JAKARTA, KOMPAS.com - Amir Jao dan mitranya yang berasal dari China susah payah keliling pulau Sulawesi untuk mencari lokasi membangun smelter nikel pada tahun 2014. Akhirnya, mereka menjatuhkan pilihan kepada Kabupaten Bantaeng, Sulawesi Selatan.
"Kami diperlakukan seperti tamu. Bupati datang kepada kami dan bertanya bagaimana ia bisa membantu. Selama sesuai dengan aturan, ia tidak masalah," ujar Amir, pemegang saham Huadi Nickel-Alloy Indonesia, mitra Shanghai Huadi Industrial Co seperti dikutip Bloomberg, Kamis (14/4/2016).
Investasi yang hadir ke kabupaten yang relatif tidak terlalu besar seperti Bantaeng ini merupakan hasil dari program desentralisasi paling dalam di dunia.
Uang dan kekuasaan menyebar ke kawasan-kawasan terpencil Indonesia, memungkinkan pejabat lokal dapat memperkenalkan investasi ke daerah yang selama ini tak tersentuh bisnis.
Bupati Bantaeng Nurdin Abdullah adalah salah satu kepala daerah yang melakukan hal ini.
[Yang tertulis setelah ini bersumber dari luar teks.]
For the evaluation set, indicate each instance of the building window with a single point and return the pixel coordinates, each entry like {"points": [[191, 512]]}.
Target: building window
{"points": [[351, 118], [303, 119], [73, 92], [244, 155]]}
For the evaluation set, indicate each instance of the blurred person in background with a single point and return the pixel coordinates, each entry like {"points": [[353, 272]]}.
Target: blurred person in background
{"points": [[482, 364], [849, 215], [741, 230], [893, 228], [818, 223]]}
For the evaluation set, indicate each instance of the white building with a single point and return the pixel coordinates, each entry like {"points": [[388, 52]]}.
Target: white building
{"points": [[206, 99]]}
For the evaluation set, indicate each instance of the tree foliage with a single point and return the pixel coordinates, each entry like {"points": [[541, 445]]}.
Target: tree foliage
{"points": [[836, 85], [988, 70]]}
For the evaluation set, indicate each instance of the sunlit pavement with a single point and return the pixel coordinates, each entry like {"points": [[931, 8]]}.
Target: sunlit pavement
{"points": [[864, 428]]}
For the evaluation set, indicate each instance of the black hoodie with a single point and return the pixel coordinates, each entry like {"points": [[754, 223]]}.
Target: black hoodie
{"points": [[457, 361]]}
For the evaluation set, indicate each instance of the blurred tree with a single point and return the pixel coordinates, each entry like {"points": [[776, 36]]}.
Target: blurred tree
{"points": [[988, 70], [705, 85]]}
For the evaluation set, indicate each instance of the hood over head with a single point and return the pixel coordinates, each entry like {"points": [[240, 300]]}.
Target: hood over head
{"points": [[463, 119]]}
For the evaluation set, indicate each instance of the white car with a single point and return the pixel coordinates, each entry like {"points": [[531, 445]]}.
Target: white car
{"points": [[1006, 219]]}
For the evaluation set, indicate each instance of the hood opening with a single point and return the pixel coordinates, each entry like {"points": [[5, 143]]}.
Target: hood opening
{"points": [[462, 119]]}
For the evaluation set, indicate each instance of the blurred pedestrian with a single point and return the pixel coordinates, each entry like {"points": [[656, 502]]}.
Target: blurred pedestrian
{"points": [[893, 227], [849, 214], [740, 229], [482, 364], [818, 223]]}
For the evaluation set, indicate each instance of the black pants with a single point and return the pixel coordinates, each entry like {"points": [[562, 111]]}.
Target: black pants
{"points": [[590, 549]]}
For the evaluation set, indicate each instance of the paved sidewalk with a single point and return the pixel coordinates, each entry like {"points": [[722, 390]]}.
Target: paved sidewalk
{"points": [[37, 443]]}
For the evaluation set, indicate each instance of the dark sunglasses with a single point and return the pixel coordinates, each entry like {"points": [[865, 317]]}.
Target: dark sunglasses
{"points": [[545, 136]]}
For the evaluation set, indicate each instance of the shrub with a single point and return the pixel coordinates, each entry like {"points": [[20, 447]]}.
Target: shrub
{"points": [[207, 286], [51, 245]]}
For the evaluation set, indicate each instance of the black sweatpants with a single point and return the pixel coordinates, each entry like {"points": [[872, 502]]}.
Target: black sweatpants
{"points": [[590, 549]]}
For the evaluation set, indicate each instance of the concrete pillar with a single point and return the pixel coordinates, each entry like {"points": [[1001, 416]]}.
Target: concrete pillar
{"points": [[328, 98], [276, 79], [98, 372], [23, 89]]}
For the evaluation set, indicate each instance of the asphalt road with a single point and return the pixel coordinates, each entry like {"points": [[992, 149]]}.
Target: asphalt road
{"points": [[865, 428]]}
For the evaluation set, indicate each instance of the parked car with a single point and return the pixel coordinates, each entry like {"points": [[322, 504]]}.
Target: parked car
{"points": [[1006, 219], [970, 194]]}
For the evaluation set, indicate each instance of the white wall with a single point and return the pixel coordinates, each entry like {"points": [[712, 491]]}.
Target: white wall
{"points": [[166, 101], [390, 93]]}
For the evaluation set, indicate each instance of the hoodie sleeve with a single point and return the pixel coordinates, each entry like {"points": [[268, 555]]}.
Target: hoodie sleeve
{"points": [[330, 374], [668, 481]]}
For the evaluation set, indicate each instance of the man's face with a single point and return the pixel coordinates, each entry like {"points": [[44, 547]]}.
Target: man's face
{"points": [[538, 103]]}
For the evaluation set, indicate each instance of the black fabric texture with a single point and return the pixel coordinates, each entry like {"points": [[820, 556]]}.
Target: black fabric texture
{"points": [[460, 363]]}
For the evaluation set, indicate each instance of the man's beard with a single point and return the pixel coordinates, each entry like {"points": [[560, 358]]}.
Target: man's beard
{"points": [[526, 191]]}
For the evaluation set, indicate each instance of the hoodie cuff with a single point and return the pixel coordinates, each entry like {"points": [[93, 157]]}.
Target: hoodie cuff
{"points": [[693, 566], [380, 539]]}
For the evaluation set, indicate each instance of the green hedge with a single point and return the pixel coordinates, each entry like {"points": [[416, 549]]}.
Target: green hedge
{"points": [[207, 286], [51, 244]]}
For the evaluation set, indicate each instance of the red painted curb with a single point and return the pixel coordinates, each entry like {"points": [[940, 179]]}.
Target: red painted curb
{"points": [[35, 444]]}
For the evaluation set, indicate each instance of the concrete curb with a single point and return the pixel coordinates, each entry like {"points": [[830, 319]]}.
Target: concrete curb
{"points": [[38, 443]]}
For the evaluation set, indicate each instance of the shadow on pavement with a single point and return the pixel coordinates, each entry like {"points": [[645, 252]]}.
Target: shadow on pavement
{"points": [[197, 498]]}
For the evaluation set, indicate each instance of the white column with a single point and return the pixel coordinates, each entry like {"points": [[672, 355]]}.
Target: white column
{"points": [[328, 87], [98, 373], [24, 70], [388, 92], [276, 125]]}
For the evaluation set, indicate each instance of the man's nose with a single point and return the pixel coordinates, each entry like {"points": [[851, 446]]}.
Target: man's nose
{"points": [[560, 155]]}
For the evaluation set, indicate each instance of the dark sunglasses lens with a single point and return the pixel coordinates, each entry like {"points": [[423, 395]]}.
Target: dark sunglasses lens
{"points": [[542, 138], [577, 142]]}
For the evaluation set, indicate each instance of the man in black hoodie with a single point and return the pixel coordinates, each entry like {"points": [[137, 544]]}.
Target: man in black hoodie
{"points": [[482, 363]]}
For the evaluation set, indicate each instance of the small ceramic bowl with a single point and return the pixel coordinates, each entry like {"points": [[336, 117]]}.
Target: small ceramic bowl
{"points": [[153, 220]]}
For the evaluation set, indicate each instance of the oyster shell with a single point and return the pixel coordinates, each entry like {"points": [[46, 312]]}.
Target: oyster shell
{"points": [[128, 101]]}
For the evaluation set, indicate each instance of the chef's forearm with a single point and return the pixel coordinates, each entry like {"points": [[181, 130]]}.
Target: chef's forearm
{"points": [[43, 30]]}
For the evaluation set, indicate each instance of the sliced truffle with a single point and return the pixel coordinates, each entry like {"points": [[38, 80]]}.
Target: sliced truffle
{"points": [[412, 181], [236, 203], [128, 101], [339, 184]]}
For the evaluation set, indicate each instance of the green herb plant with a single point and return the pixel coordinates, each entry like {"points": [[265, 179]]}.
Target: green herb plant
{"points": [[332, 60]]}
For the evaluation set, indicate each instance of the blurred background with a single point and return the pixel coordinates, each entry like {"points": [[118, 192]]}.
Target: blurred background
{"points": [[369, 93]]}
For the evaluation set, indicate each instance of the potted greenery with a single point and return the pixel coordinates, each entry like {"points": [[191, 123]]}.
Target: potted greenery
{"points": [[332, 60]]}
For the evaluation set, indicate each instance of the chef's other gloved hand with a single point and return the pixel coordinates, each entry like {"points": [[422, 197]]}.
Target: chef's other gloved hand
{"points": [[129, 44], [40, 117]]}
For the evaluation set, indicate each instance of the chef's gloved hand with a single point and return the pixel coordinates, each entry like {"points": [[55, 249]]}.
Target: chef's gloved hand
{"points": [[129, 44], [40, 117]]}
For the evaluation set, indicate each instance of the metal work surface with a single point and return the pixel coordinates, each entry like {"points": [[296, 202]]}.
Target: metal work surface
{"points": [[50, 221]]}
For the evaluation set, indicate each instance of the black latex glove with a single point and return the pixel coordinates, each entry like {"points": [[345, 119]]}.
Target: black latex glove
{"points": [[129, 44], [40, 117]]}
Menurut Nurdin, ia mencoba mengubah pola pikir masyarakat yang selama ini mencari nafkah hanya dengan bertani, berladang, atau berternak.
"Bantaeng itu kecil, kalau kami hanya bertani, kami tidak bisa bertahan. Saya mencoba untuk mengubah pola pikir masyarakat di sini dan mengembangkan apa yang kami punya," ujar Nurdin.
Smelter yang dibangun oleh Huadi Nickel dengan nilai 150 juta dollar AS sudah hampir rampung.
Smelter ini dilengkapi alat jetty untuk membongkar ore atau bahan mentah dari tambang di Indonesia dan mengekspor konsentratnya.
Pusat kota Kabupaten Bantaeng yang memiliki populasi 172.000 jiwa berada di antara laut dan perbukitan.
Pendatang yang mengunjungi kota ini pasti akan terkagum dengan kebersihan jalan-jalan raya, buah ketekunan para pekerja yang menyapu jalan.
Bantaeng juga memiliki layanan kesehatan yang jempolan, salah satunya adalah layanan ambulans gratis.
Ambulans ini akan menjangkau warga dengan keluhan kesehatan apapun, termasuk yang membutuhkan penanganan darurat dalam waktu 20 menit saja.